Gradually, as the game wore on, I started to find ways that I prefered to play and tailored my character to suit that style. It happened slowly and organically. I never selected a sniper or heavy weapons class from a menu. The game didn’t really seem to have an opinion one way or another. Whatever way I chose to play was good with Deus Ex.
Areas that at first glance appeared to be slightly larger, but otherwise familiar first person shooter levels, were actually much more intricate. If you could see a spot on the map, you could probably get there, but you might have to mess with the games systems to do it. Using the environment to achieve your aims became as enjoyable as straight ahead combat. The world was dynamic in a way that invited you to poke and prod at it.
Is Deus Ex a perfect game? Oh hell no. It is glitchy and unbalanced in all sorts of strange ways. It feels like a thing barely held together at the seams. One sharp tug and the whole game unravels completely. But what it does do is simulate a world. It is a world that is limited. The boundaries are visible, but still it is simulated not prescribed. If you want to influence the outcome of a given situation, you probably can. You can almost certainly do it in a way that the game designers didn’t think of or didn’t intend.

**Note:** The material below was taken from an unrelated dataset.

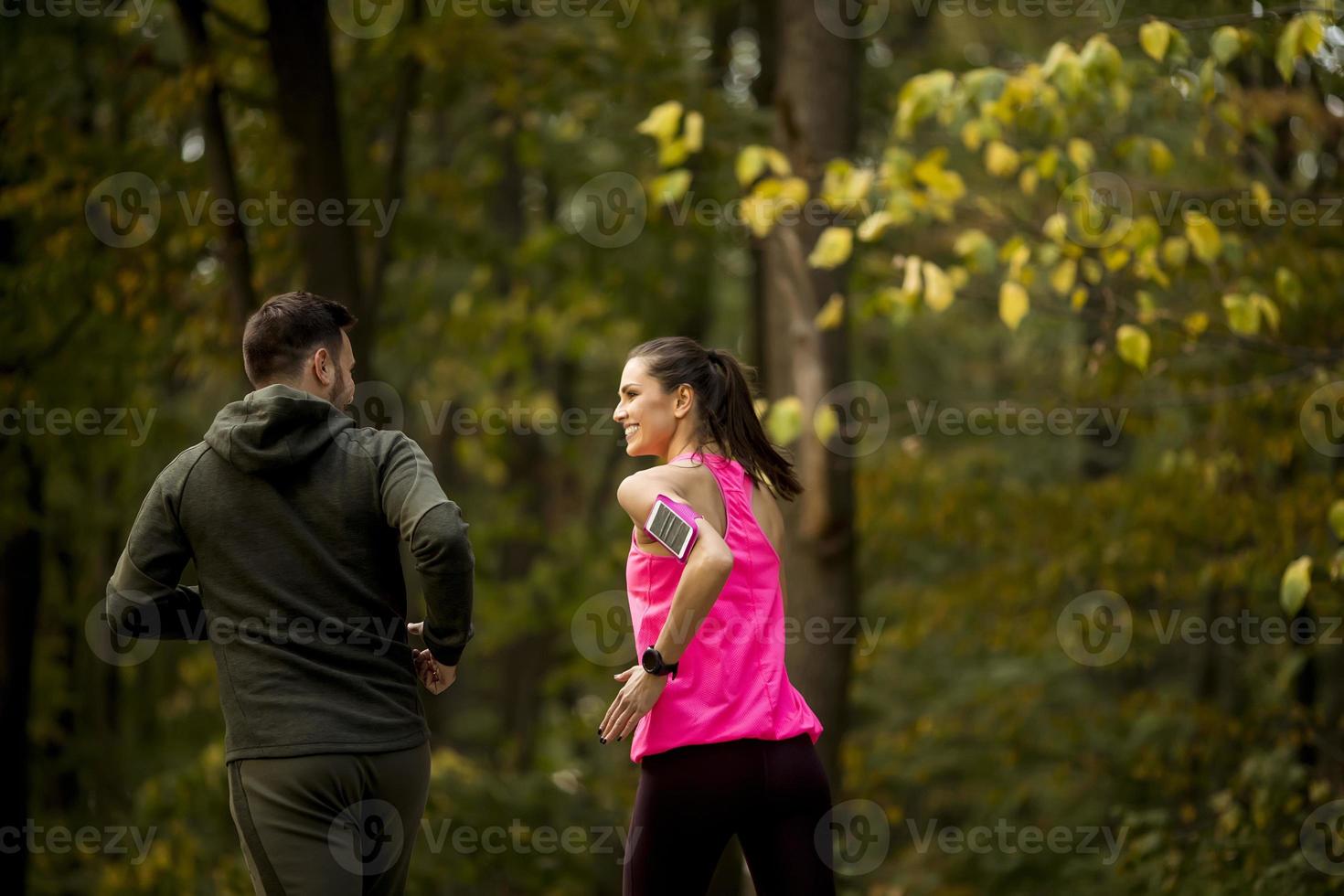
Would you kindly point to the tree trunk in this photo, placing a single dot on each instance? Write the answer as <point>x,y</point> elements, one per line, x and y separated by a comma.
<point>815,123</point>
<point>305,89</point>
<point>20,587</point>
<point>219,160</point>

All of the intermeshed mechanics of the Deus Ex world had been spun up and the designers had let go of the wheel. What the player did with them from that point was up to them.

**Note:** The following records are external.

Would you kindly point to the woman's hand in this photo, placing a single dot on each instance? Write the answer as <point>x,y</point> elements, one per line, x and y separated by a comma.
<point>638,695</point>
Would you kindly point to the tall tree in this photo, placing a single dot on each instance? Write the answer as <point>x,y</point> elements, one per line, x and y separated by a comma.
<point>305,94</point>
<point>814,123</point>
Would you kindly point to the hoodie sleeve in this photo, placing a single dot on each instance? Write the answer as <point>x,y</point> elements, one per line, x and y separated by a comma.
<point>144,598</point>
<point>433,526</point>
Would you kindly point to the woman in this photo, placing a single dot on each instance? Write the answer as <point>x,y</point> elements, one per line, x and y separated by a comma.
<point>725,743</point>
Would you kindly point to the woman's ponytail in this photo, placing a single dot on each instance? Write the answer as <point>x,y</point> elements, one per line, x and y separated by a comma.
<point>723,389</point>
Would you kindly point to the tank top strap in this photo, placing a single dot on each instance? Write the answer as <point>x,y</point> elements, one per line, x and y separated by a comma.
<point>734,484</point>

Deus Ex was a unique and fresh take on game design. The games story was linear, to be sure, but nothing else about the game felt like you were playing against the designers. They had come up with a sequence of events, and gave you a whole box full of tools to deal with those events. The important part of this, the thing that makes Deus Ex work, is that the game makes no judgements about what you do with those tools. There is no good or bad way to play. There is no good or evil path through the story. It simply is what you make it. It is how you play it.